Combinatorial optimisation problems framed as mixed integer linear programmes (MILPs) are ubiquitous across a range of real-world applications. The canonical branch-and-bound algorithm seeks to exactly solve MILPs by constructing a search tree of increasingly constrained sub-problems. In practice, its solving time performance is dependent on heuristics, such as the choice of the next variable to constrain ('branching'). Recently, machine learning (ML) has emerged as a promising paradigm for branching. However, prior works have struggled to apply reinforcement learning (RL), citing sparse rewards, difficult exploration, and partial observability as significant challenges. Instead, leading ML methodologies resort to approximating high quality handcrafted heuristics with imitation learning (IL), which precludes the discovery of novel policies and requires expensive data labelling. In this work, we propose retro branching; a simple yet effective approach to RL for branching. By retrospectively deconstructing the search tree into multiple paths each contained within a sub-tree, we enable the agent to learn from shorter trajectories with more predictable next states. In experiments on four combinatorial tasks, our approach enables learning-to-branch without any expert guidance or pre-training. We outperform the current state-of-the-art RL branching algorithm by 3-5x and come within 20% of the best IL method's performance on MILPs with 500 constraints and 1000 variables, with ablations verifying that our retrospectively constructed trajectories are essential to achieving these results.
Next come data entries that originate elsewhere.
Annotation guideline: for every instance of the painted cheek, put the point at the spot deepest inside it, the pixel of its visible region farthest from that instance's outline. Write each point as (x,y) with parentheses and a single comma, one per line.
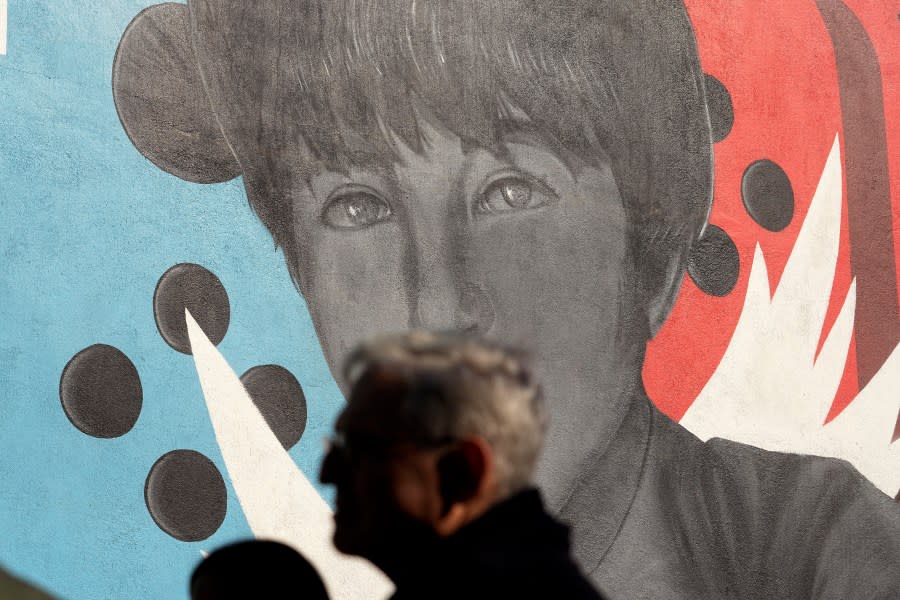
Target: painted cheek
(357,288)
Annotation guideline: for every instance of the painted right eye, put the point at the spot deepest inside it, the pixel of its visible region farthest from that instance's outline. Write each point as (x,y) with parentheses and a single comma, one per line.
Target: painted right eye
(355,208)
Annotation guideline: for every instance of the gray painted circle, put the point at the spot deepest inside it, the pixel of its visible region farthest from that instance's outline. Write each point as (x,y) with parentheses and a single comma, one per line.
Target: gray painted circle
(714,264)
(100,391)
(186,495)
(279,397)
(193,287)
(720,106)
(768,195)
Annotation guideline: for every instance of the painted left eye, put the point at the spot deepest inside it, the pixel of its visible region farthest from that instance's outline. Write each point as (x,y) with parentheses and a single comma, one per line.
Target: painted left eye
(512,193)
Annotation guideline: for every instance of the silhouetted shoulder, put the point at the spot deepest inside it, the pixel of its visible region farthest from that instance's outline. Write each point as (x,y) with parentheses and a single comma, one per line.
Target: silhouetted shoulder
(815,526)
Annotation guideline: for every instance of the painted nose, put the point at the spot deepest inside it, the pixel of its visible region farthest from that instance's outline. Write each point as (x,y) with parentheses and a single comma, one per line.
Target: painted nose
(445,301)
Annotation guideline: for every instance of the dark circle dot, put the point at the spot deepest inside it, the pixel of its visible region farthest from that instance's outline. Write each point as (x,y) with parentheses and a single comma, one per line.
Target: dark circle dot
(278,396)
(721,110)
(192,287)
(101,392)
(768,195)
(185,494)
(714,263)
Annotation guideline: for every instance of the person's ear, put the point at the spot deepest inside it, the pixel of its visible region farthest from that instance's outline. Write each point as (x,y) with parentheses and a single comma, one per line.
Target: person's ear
(466,482)
(161,100)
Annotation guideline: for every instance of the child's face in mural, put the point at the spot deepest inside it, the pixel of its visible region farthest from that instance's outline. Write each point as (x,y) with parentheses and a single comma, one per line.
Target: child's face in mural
(520,245)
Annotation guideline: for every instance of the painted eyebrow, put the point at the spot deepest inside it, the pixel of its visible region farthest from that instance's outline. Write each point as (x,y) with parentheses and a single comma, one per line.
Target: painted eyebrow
(527,134)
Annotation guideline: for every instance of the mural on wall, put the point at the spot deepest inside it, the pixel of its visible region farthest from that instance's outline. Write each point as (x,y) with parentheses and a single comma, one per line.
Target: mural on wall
(686,211)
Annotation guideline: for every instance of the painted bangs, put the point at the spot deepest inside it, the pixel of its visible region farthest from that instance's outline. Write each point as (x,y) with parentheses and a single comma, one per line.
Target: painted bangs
(370,69)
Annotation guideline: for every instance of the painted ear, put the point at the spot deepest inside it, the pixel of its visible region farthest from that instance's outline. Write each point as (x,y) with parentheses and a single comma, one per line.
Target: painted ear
(161,100)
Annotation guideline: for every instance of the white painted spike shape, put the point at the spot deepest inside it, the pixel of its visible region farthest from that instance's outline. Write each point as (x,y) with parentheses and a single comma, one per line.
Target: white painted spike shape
(771,390)
(278,500)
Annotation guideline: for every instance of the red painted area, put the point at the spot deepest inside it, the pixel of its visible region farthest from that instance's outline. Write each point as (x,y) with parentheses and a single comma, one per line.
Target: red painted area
(777,61)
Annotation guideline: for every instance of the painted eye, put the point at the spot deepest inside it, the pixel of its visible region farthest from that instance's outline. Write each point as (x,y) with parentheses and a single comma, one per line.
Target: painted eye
(513,193)
(355,208)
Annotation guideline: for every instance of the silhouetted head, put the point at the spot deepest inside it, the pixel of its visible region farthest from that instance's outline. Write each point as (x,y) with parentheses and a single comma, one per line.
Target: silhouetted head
(535,172)
(256,569)
(438,429)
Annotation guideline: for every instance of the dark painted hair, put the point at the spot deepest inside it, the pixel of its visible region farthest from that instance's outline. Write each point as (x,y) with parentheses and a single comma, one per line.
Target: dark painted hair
(607,79)
(256,569)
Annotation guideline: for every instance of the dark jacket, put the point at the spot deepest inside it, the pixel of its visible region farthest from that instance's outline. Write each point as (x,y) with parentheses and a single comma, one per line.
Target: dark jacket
(719,520)
(515,550)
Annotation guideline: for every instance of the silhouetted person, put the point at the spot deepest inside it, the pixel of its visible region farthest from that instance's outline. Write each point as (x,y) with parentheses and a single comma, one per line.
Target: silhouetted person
(433,461)
(537,172)
(13,588)
(256,569)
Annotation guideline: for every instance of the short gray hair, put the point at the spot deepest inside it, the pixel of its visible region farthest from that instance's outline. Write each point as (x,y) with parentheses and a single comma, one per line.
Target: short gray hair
(456,386)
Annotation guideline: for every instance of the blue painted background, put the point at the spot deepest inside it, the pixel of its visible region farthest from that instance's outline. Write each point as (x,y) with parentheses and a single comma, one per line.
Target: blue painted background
(87,226)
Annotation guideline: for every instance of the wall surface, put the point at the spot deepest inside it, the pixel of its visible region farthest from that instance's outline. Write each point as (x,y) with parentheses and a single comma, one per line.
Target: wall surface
(756,156)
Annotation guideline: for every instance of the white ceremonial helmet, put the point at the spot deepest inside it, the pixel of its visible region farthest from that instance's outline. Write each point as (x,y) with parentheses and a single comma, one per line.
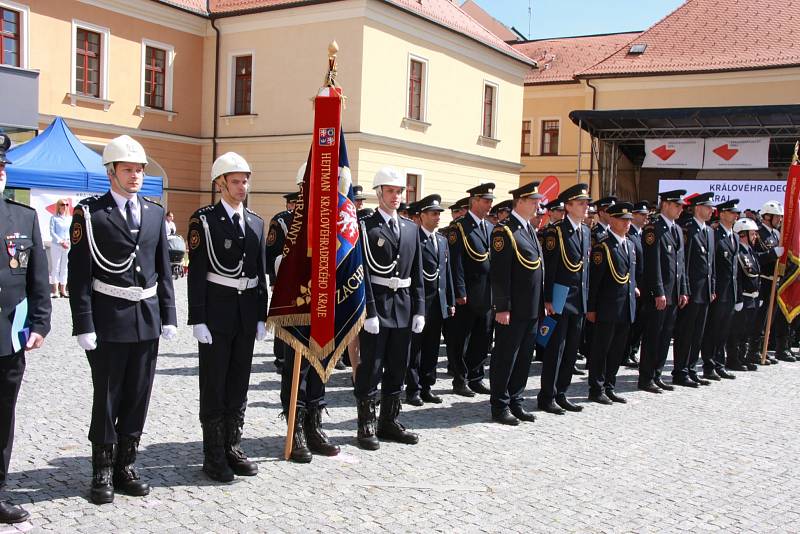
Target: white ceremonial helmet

翻译：混合整数线性程序( MILPs) 的组合优化问题 被构建为混合整数线性程序( MILPs), 在一系列现实世界应用中, 普遍存在一系列的混合整数线性程序( RLPs) 。 粗略的分支和受约束的算法试图通过构建一个日益受限制的子问题搜索树来完全解决 MILP 。 实际上, 它的解算时间性能取决于疲软, 比如选择下一个变量来约束( “ 编程 ” ) 。 最近, 机器学习( MLL) 已成为一个有希望的分支模式。 但是, 先前的工作在应用强化学习( RL) 学习( RL ), 引用微薄的奖赏、 困难的500 和部分易腐蚀性变量作为重大挑战。 相反, 导致MLL 方法在模拟学习( IIL) 高级手工艺, 排除发现新政策, 需要昂贵的数据标签。 在这项工作中, 我们建议追溯地将RL 的搜索树变成一个简单的分流方法,, 将搜索树在下一个方向上, 我们使代理能够从更精确的校内学习到更精确的校内 。